Just Follow the Roads in Ethiopia to Find Unequal Distribution of Infrastructure

(Map: World Bank visualization based on data from various UN agencies)

Tadias Magazine
By Tadias Staff

September 28th, 2017

New York (TADIAS) — For all of Ethiopia’s much talked about infrastructure building over the past three decades, such as highways and power supplies, to date only 22% of the country’s rural population has access to a properly paved road, which is a major hindrance to trade as well as social, political and economic development.

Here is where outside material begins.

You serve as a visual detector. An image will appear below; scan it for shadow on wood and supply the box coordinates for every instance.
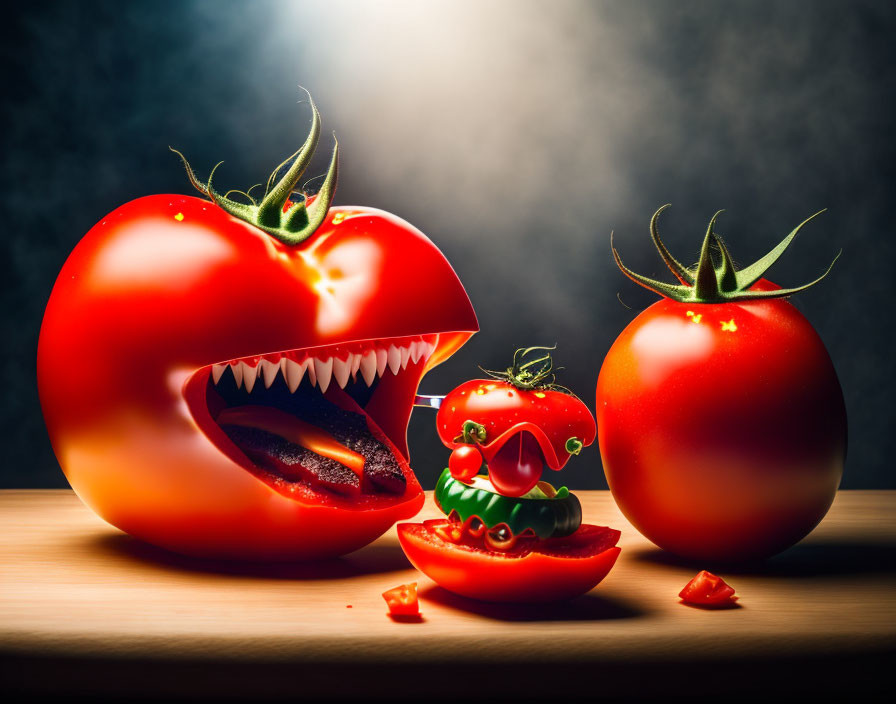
[419,584,645,622]
[631,538,896,577]
[86,532,414,580]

According to a World Bank study focusing on expansion of road density that was published online last week “changes in road density pointed to greater economic concentration towards the center of Ethiopia and the north of the country. These are also areas of greater population density. Between 2006 and 2016 the increase in road density was concentrated in certain regions, notably Ethiopia’s capital of Addis Ababa, as well as Tigray in the north of the country and in Oromia in the center.” The World Bank adds that “remote and economically lagging regions, and Amhara Region, see lesser increases in road density. Taking the development of roads as a proxy for the development of infrastructure, this suggests that infrastructure development has not been homogeneous across all regions. It also shows that road connectivity for some regions is poor, both within those regions and with other regions, with consequences for labor mobility, the transportation of goods and services, and for agricultural productivity as the distance and travel times to markets are longer.”


Figure 2b: Rural Access Index (RAI) and major roads in 2016 (World Bank)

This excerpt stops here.